白い部屋の白いベッドに、お兄さん……櫻井翔という人は、眠っている。

 

事故の日から、もう7年経っていた。

 

 

あの日、トレーラーから僕を庇ったお兄さんは、目が覚めなくなった。

 

僕は軽症で、お兄さんは、奇跡的に命は助かった。

 

でも、目が覚めないまま、7年。

 

僕は、19歳になった。

 

 

 

事故の後も、ずっと目が覚めるのを待っていたけれど、事故から10日後に、お医者様が言った。

 

『もう、危ないかもしれない』

 

この世から、命が、お兄さんが消えてしまう。

 

泣きながら、森のような並木道を歩いて、気が付くと知らない場所だった。

 

 

薄暗い道に、魔女のような姿の人が立っていた。

 

「どうしたの?」

 

「……お兄さんが死んじゃうかもしれなくて……」

 

優しくて、寂しいお兄さん。

 

僕が助けたかったのに、お兄さんは僕を助けて、天国に行こうとしている。

 

 

「助けたい? なら、彼に愛されないと。人は愛する人のためにしか、生きられない。愛する人がいないと、すぐに神様の元へ行ってしまうから」

 

「どうしたら良いの?」

 

「チャンスをあげる。彼の時間を少し、巻き戻そう。その時間はお前の寿命からもらうよ?」

 

「命なら、あげる。でも……このままじゃ、愛してもらえない。どうしよう」

 

「目を瞑って、理想の姿を想像しなさい。彼が好きそうな姿を。そして、時間を超えて会いに行っておいで? 時間は少ないからね? そして約束を守って……」

 

「約束……」

 

「真実の愛を見せて。

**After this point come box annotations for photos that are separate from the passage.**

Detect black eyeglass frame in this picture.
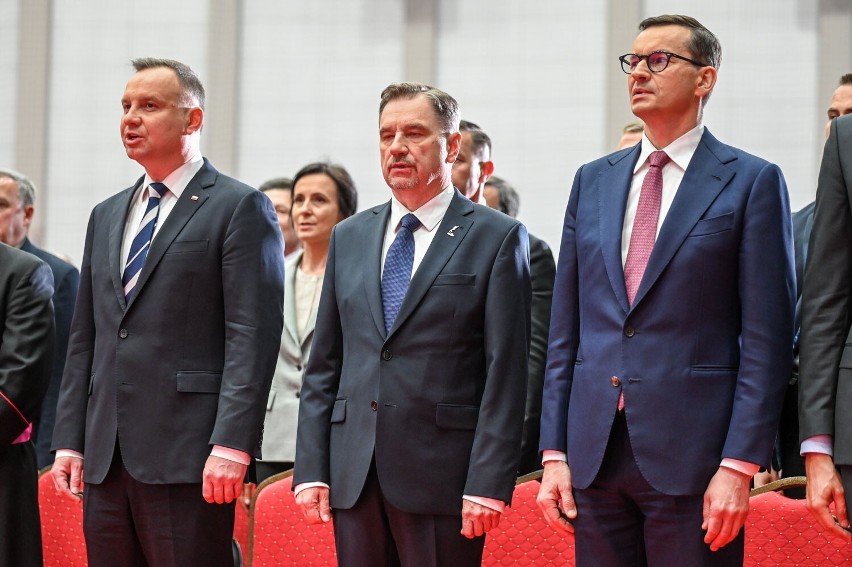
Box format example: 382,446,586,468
618,49,709,75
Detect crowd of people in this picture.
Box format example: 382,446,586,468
0,10,852,567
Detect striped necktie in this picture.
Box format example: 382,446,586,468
121,183,169,303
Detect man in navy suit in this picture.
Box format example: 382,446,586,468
293,83,530,567
538,16,795,566
0,169,80,468
53,58,284,567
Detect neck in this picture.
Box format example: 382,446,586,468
299,240,328,276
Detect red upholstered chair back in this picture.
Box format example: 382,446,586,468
745,477,852,567
482,471,574,567
249,471,337,567
38,467,88,567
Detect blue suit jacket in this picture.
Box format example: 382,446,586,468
541,130,795,494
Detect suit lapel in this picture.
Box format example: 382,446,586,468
128,159,219,307
364,201,390,337
633,130,737,307
386,191,473,336
107,175,145,308
598,146,639,313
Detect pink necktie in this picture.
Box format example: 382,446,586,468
618,151,669,411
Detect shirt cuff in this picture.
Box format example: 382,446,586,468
293,482,328,497
210,445,251,465
541,449,568,465
719,459,760,477
801,435,834,456
56,449,83,461
462,494,506,513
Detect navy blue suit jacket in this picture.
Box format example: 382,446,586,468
541,130,795,494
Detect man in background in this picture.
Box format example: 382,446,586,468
0,169,80,469
0,244,53,567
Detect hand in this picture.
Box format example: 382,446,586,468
805,453,852,542
461,500,500,539
201,455,248,504
50,457,84,502
296,486,331,524
701,467,751,551
536,461,577,533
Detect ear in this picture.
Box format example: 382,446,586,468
447,132,461,163
479,160,494,185
183,106,204,135
695,66,718,99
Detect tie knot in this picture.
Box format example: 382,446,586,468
648,150,671,167
148,183,169,199
400,213,420,232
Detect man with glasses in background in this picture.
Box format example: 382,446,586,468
538,16,795,567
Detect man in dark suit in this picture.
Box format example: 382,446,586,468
538,16,795,566
799,116,852,541
294,83,530,567
53,59,284,567
482,173,556,475
0,169,80,469
0,242,53,567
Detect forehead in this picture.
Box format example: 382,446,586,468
633,26,692,55
379,95,440,130
124,67,180,99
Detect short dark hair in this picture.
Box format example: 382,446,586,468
459,120,491,161
485,175,521,218
639,14,722,69
290,161,358,218
0,169,35,207
379,83,459,132
258,177,293,193
131,57,204,109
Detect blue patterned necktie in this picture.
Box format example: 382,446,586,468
382,213,420,333
121,183,169,303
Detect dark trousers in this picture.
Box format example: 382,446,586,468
574,412,745,567
83,445,234,567
0,442,42,567
333,463,485,567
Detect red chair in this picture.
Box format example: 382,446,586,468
248,471,337,567
482,471,574,567
744,476,852,567
38,467,88,567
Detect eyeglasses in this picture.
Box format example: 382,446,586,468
618,51,707,75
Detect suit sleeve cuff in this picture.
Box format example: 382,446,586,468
210,445,251,465
719,459,760,477
801,435,834,456
462,494,506,513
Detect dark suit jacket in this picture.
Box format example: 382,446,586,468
518,234,556,475
21,238,80,468
0,244,54,448
294,191,530,515
541,130,795,492
799,116,852,465
53,160,284,484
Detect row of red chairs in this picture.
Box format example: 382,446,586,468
39,471,852,567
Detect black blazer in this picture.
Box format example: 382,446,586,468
0,244,54,446
53,160,284,484
294,191,530,515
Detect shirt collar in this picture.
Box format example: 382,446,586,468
390,185,456,232
140,153,204,199
633,123,704,173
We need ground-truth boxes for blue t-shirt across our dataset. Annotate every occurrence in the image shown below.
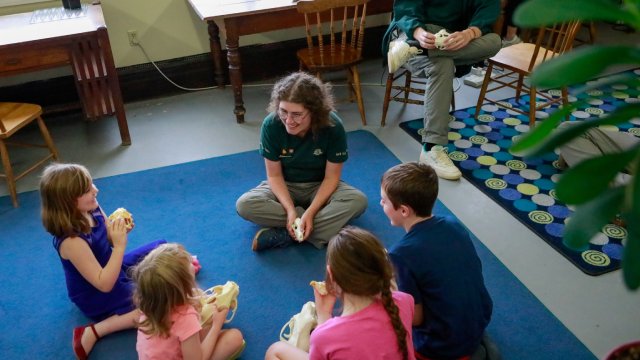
[389,216,493,358]
[260,112,349,183]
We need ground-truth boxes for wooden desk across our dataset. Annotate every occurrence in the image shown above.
[189,0,393,123]
[0,5,131,145]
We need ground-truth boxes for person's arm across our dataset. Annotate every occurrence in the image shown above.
[393,0,426,40]
[60,219,127,293]
[264,158,298,236]
[313,287,336,325]
[180,307,229,360]
[389,252,425,326]
[294,161,344,239]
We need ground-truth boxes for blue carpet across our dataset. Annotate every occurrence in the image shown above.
[400,69,640,275]
[0,131,595,360]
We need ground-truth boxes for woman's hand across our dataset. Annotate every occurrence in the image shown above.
[107,219,127,249]
[300,212,313,240]
[413,27,436,49]
[287,212,306,240]
[209,304,229,331]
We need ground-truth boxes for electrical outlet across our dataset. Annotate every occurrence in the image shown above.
[127,30,139,46]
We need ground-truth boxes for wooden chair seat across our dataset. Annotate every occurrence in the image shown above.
[0,102,58,207]
[380,68,456,126]
[492,43,555,71]
[475,21,580,127]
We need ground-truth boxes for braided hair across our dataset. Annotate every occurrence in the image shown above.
[327,226,409,360]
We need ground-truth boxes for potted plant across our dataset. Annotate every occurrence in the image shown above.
[512,0,640,360]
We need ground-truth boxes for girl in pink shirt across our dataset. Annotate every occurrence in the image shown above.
[132,244,244,360]
[265,226,415,360]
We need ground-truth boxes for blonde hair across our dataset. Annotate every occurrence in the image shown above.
[40,163,93,237]
[326,226,409,359]
[131,243,198,337]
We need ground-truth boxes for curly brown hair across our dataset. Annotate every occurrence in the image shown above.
[326,226,409,360]
[267,71,334,136]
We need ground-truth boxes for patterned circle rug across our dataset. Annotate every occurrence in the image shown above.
[400,69,640,275]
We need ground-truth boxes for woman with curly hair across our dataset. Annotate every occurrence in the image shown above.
[236,72,367,251]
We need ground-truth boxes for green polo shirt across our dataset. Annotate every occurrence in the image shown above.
[260,112,349,182]
[382,0,500,56]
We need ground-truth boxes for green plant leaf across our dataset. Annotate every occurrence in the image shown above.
[511,103,640,156]
[622,218,640,290]
[563,187,624,250]
[513,0,640,28]
[556,146,640,204]
[531,46,640,88]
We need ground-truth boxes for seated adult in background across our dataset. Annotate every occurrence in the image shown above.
[502,0,524,47]
[382,0,501,180]
[236,72,367,251]
[558,122,640,185]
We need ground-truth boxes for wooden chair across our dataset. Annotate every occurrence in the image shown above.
[296,0,369,125]
[475,21,580,126]
[0,102,58,207]
[380,68,464,126]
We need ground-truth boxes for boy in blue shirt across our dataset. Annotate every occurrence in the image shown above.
[380,162,493,359]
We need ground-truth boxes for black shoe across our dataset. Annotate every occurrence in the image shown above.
[251,228,296,251]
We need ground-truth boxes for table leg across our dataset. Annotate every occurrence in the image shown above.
[207,20,224,89]
[225,18,246,124]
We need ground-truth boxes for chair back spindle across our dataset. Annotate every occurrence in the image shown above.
[296,0,370,124]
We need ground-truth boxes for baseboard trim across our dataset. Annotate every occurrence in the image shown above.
[0,26,386,114]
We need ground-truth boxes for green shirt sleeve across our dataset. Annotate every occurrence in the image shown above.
[259,113,283,161]
[327,112,349,163]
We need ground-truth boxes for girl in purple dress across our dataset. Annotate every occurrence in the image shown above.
[40,164,166,359]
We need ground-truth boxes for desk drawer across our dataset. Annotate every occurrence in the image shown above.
[0,47,69,73]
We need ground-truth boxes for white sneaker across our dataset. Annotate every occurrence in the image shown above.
[420,145,462,180]
[502,35,522,47]
[387,38,422,73]
[280,301,318,352]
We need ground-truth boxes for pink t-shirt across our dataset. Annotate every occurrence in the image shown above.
[136,305,202,360]
[309,291,415,360]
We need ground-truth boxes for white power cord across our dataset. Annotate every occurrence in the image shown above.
[134,39,219,91]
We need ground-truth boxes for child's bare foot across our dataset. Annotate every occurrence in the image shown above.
[73,324,100,360]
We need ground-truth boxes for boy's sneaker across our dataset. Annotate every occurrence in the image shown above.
[280,301,318,351]
[251,228,297,251]
[502,35,522,47]
[387,37,422,74]
[420,145,462,180]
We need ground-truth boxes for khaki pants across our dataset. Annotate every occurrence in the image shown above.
[236,181,367,248]
[391,25,502,145]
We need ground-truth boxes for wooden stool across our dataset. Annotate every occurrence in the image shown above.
[0,102,58,207]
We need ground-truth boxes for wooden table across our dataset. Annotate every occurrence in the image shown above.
[0,5,131,145]
[189,0,393,123]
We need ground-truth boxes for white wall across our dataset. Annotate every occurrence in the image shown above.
[0,0,389,86]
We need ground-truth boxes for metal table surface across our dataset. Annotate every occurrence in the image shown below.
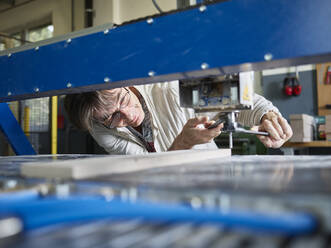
[0,155,331,248]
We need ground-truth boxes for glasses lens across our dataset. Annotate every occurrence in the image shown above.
[120,88,131,109]
[108,112,121,128]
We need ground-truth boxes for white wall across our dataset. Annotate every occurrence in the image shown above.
[0,0,84,36]
[93,0,177,26]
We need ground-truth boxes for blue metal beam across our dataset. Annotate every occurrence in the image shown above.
[0,0,331,101]
[0,103,36,155]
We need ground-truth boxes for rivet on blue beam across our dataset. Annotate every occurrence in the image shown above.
[146,18,154,24]
[264,53,273,61]
[148,71,155,77]
[201,63,209,70]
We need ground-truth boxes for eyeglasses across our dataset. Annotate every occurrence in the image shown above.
[101,88,131,128]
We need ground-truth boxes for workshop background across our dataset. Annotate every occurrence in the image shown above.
[0,0,331,248]
[0,0,331,155]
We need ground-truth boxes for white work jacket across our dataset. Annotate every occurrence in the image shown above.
[90,81,278,154]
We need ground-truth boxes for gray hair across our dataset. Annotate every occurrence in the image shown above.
[64,90,118,131]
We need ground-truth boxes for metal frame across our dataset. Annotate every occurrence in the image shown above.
[0,103,36,155]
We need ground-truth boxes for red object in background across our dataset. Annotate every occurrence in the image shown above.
[325,66,331,84]
[283,77,293,96]
[283,77,302,96]
[57,115,64,129]
[292,77,302,96]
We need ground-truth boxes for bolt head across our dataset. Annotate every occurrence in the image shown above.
[264,53,273,61]
[148,71,155,77]
[199,5,207,12]
[146,18,154,24]
[201,63,209,70]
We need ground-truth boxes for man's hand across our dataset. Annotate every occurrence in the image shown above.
[257,112,293,148]
[169,116,223,151]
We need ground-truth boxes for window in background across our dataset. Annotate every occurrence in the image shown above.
[20,25,54,154]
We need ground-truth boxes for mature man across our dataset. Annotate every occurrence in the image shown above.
[65,81,292,154]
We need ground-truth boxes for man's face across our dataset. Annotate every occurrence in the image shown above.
[94,88,145,128]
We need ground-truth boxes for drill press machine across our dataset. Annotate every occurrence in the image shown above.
[179,71,269,149]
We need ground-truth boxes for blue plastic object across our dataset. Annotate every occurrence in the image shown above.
[0,196,317,235]
[0,103,36,155]
[0,0,331,101]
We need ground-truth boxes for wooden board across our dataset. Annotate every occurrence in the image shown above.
[316,62,331,115]
[21,149,231,179]
[283,140,331,147]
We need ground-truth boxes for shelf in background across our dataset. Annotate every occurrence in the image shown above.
[283,140,331,147]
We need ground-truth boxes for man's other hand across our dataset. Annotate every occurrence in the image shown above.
[257,112,293,148]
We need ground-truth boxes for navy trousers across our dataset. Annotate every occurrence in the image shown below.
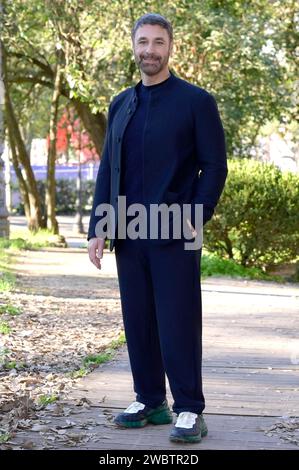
[115,231,205,414]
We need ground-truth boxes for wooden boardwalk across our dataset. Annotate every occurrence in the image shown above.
[67,278,299,450]
[7,274,299,451]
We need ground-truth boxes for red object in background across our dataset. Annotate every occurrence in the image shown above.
[47,108,99,163]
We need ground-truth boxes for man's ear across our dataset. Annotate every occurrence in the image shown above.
[169,41,173,55]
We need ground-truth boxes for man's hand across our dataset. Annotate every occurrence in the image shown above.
[88,238,105,269]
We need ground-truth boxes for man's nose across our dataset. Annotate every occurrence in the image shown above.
[145,42,155,54]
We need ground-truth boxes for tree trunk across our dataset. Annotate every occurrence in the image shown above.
[2,43,44,231]
[46,51,62,234]
[70,99,107,157]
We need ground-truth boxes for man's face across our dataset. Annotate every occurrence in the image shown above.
[133,24,172,76]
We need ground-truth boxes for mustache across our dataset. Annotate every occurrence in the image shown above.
[140,55,160,60]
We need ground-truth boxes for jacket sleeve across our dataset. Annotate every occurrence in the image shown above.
[191,92,228,227]
[87,103,112,240]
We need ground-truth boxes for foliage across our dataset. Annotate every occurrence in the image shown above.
[204,159,299,268]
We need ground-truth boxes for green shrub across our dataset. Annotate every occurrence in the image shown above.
[204,159,299,268]
[15,179,95,215]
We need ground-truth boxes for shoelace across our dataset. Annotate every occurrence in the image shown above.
[125,401,145,413]
[175,411,197,428]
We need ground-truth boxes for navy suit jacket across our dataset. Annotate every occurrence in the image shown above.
[87,71,227,251]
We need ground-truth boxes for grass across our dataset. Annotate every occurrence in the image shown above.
[0,304,22,316]
[0,431,11,444]
[9,229,66,250]
[38,395,59,406]
[68,333,126,379]
[201,250,284,282]
[0,229,66,292]
[0,321,11,335]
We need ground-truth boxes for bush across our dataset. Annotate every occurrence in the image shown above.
[204,159,299,268]
[15,179,95,215]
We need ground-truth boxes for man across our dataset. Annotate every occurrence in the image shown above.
[88,14,227,442]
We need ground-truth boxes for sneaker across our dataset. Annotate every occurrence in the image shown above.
[169,411,208,442]
[113,400,172,428]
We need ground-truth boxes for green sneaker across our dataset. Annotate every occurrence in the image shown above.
[113,400,172,428]
[169,411,208,443]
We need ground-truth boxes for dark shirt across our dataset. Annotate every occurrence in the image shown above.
[119,77,169,208]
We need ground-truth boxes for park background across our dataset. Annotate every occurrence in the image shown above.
[0,0,299,448]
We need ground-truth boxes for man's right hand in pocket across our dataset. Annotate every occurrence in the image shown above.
[88,238,105,269]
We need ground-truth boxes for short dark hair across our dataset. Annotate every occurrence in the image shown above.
[131,13,173,42]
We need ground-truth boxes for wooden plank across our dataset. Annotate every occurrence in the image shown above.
[8,407,298,450]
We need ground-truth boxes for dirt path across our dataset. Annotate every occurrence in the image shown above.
[0,244,299,449]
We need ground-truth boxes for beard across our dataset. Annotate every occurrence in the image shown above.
[134,53,169,77]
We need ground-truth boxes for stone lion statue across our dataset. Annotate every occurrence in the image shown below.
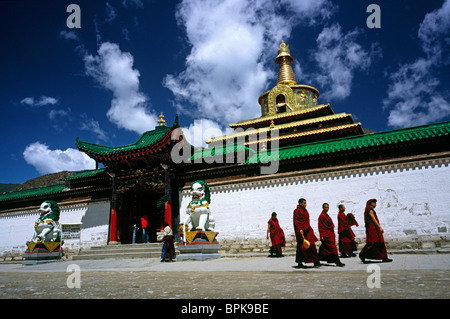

そうして……」

 

 

 

時を超えて、奇跡の魔法は、僕とお兄さんを会わせてくれた。

 

見ず知らずの僕を、家に入れてくれた。

 

僕が小学生だって、言ったら驚くかな。

 

とても、大人になった体は、まだ慣れなかった。

 

お兄さんは、お布団を別に敷いてくれるけど、寂しくてお兄さんの隣に潜り込む。

 

お兄さんに抱きしめてもらうと、温かくて、よく眠れた。

 

一緒に食べるトーストも、お兄さんが入れてくれるミルクコーヒーも美味しかった。

 

でも。

 

お兄さんは、優しいけど、僕をどう思ってるんだろう。

 

毎日、一緒に過ごすだけで、愛してもらえるんだろうか?

 

愛し方も、愛され方もわからない。

 

ただただ、優しい時間が、過ぎていった。

 

 

 

奇跡の時間は、短くて。

 

期限のあの事故の日が迫ってきた。

 

お兄さんは、優しいけど、まだ愛されてるとは思えない。

 

魔女が言った。

 

お兄さんが、僕を愛してくれたら、奇跡は起こると。